Genetic variants of mannose-binding lectin 2 gene influence progression and prognosis of patients with hepatitis B virus infection in China

Abstract

Mannose-binding lectin (MBL) is a member of the calcium-dependent collectin family involved in the innate immune system that mediates phagocytosis and activates complement by binding to carbohydrate motifs. We studied allele and haplotype frequencies of -221C/G and codon 54G/A in MBL2 gene to reveal their relationship with the developing and progression of hepatitis B virus (HBV)-related liver diseases.
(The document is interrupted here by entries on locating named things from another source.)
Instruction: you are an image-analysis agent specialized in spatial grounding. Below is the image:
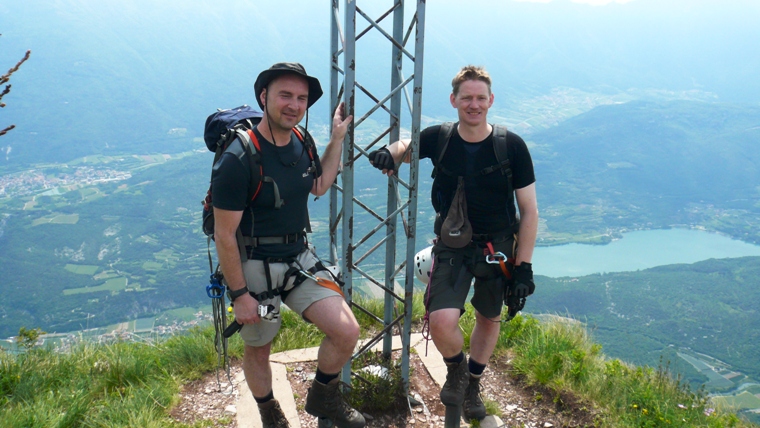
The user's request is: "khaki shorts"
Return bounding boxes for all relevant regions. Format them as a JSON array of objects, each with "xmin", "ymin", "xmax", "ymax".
[
  {"xmin": 240, "ymin": 246, "xmax": 340, "ymax": 347},
  {"xmin": 425, "ymin": 239, "xmax": 515, "ymax": 318}
]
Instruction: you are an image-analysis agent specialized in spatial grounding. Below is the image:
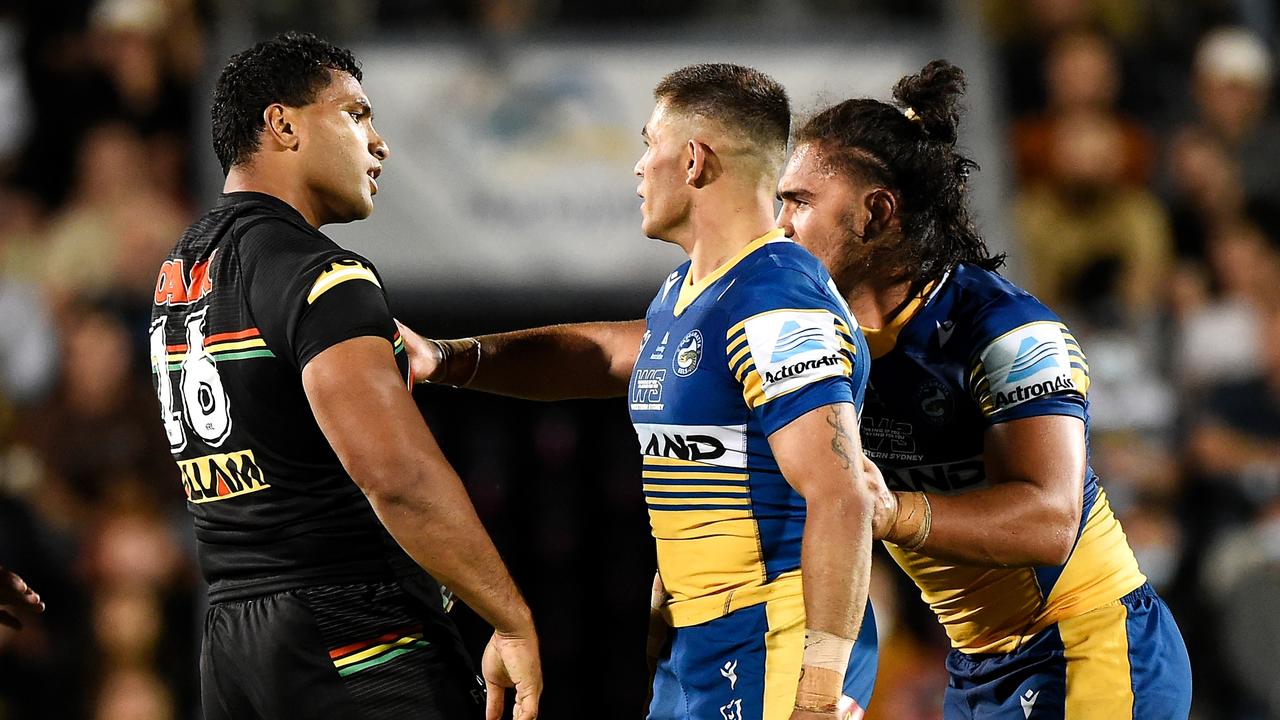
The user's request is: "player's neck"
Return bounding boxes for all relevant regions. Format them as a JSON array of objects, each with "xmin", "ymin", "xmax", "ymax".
[
  {"xmin": 223, "ymin": 165, "xmax": 324, "ymax": 228},
  {"xmin": 845, "ymin": 278, "xmax": 911, "ymax": 329},
  {"xmin": 680, "ymin": 193, "xmax": 776, "ymax": 283}
]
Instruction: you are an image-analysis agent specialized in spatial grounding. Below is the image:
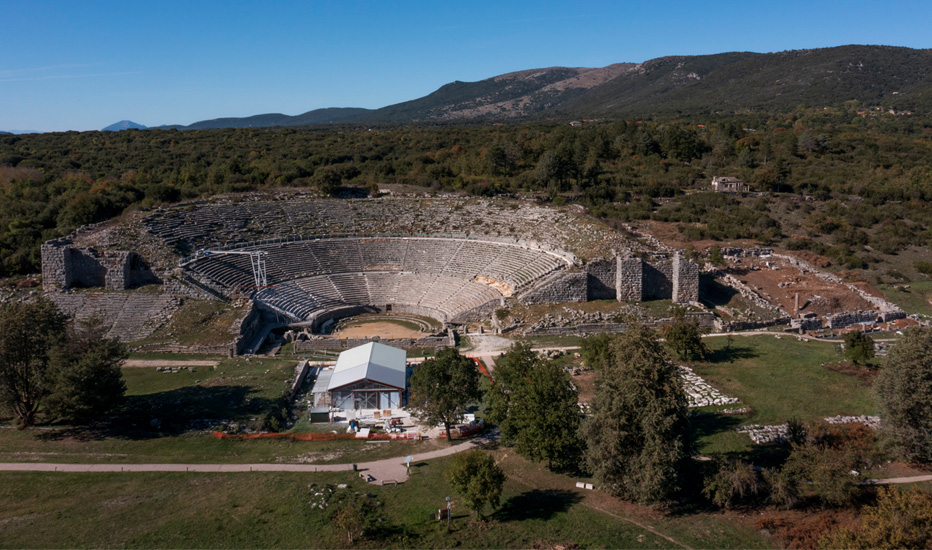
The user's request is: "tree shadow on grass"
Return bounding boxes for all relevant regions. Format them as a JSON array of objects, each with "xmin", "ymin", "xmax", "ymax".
[
  {"xmin": 37, "ymin": 385, "xmax": 278, "ymax": 440},
  {"xmin": 492, "ymin": 489, "xmax": 582, "ymax": 522},
  {"xmin": 705, "ymin": 344, "xmax": 758, "ymax": 363},
  {"xmin": 689, "ymin": 413, "xmax": 742, "ymax": 439}
]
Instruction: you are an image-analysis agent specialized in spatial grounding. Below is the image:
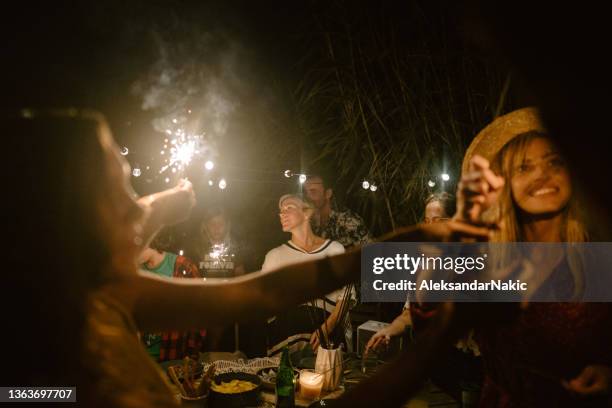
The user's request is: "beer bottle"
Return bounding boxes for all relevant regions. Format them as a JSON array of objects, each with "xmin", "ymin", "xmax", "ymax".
[{"xmin": 276, "ymin": 346, "xmax": 295, "ymax": 408}]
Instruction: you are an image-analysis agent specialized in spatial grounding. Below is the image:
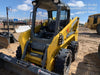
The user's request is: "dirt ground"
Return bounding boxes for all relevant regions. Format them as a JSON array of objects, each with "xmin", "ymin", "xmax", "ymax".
[{"xmin": 0, "ymin": 27, "xmax": 100, "ymax": 75}]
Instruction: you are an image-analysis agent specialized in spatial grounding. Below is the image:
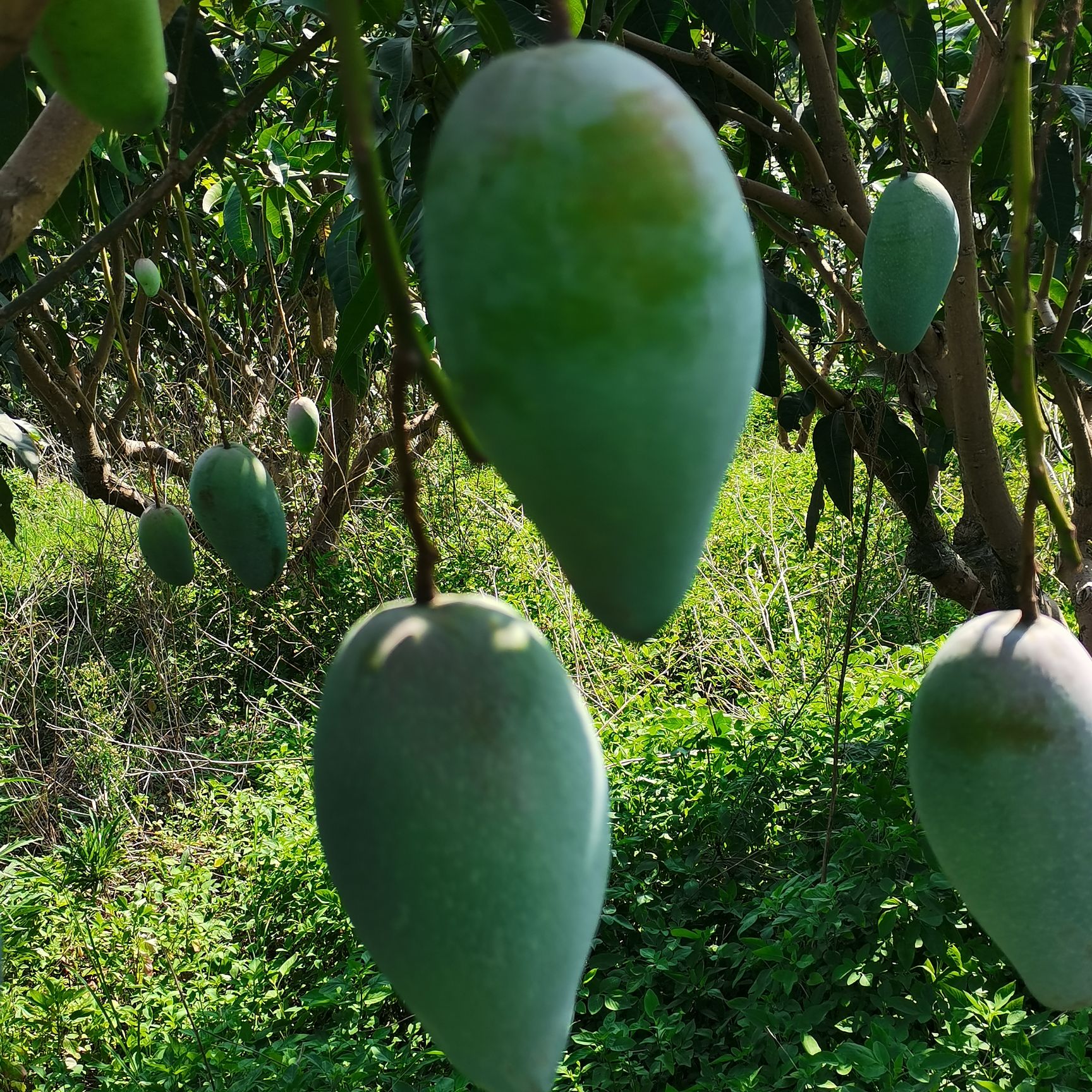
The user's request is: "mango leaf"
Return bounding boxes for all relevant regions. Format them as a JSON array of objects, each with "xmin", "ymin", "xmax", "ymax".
[
  {"xmin": 0, "ymin": 413, "xmax": 42, "ymax": 477},
  {"xmin": 289, "ymin": 192, "xmax": 343, "ymax": 293},
  {"xmin": 777, "ymin": 387, "xmax": 816, "ymax": 432},
  {"xmin": 459, "ymin": 0, "xmax": 516, "ymax": 57},
  {"xmin": 1035, "ymin": 132, "xmax": 1077, "ymax": 243},
  {"xmin": 857, "ymin": 399, "xmax": 930, "ymax": 516},
  {"xmin": 1062, "ymin": 84, "xmax": 1092, "ymax": 129},
  {"xmin": 333, "ymin": 265, "xmax": 387, "ymax": 397},
  {"xmin": 873, "ymin": 6, "xmax": 937, "ymax": 114},
  {"xmin": 755, "ymin": 0, "xmax": 796, "ymax": 42},
  {"xmin": 224, "ymin": 183, "xmax": 258, "ymax": 264},
  {"xmin": 762, "ymin": 265, "xmax": 822, "ymax": 330},
  {"xmin": 327, "ymin": 202, "xmax": 360, "ymax": 315},
  {"xmin": 0, "ymin": 56, "xmax": 30, "ymax": 164},
  {"xmin": 804, "ymin": 474, "xmax": 825, "ymax": 549},
  {"xmin": 755, "ymin": 307, "xmax": 784, "ymax": 399},
  {"xmin": 0, "ymin": 474, "xmax": 15, "ymax": 546},
  {"xmin": 811, "ymin": 410, "xmax": 853, "ymax": 520}
]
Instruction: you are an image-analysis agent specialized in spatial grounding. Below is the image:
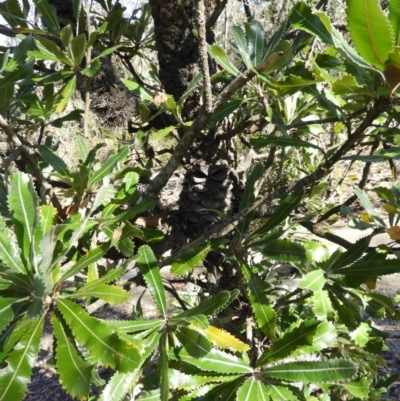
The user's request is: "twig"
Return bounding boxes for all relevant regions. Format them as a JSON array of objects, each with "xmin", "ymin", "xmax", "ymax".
[
  {"xmin": 162, "ymin": 98, "xmax": 389, "ymax": 266},
  {"xmin": 83, "ymin": 0, "xmax": 92, "ymax": 138},
  {"xmin": 0, "ymin": 115, "xmax": 66, "ymax": 220},
  {"xmin": 195, "ymin": 0, "xmax": 212, "ymax": 114}
]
This study was performed in 171 healthy controls, 133 chronic hepatitis B (CHB) patients, 97 patients with HBV-related liver cirrhosis (LC) and 334 HBV-related hepatocellular carcinoma (HCC) patients. The genotypes of these two polymorphisms in these subjects were detected using polymerase chain reaction-ligation detection reaction (PCR-LDR) method. Stratification analyses by clinical characteristics and survival analysis of HCC patients were also performed according to their genotypes. The genotype and allele frequencies at codon 54 manifested a significant difference between healthy controls and patients with progressive HBV-related liver diseases, especially liver cirrhosis. Allele A appeared to have protective effect from developing LC and HCC compared with G allele. The percentages of the patients with G allele at -221C/G increased in HBV-related disease groups. When combined together as a haplotype, lower haplotype AC frequency was associated with a decreased risk for the progression of HBV-related liver diseases and HCC developing. Furthermore, HCC patients with G allele at codon 54 showed to have better survival than those with A allele. These results indicated that polymorphisms in MBL2 gene may influence susceptibility, progression and prognosis of HBV-related liver diseases.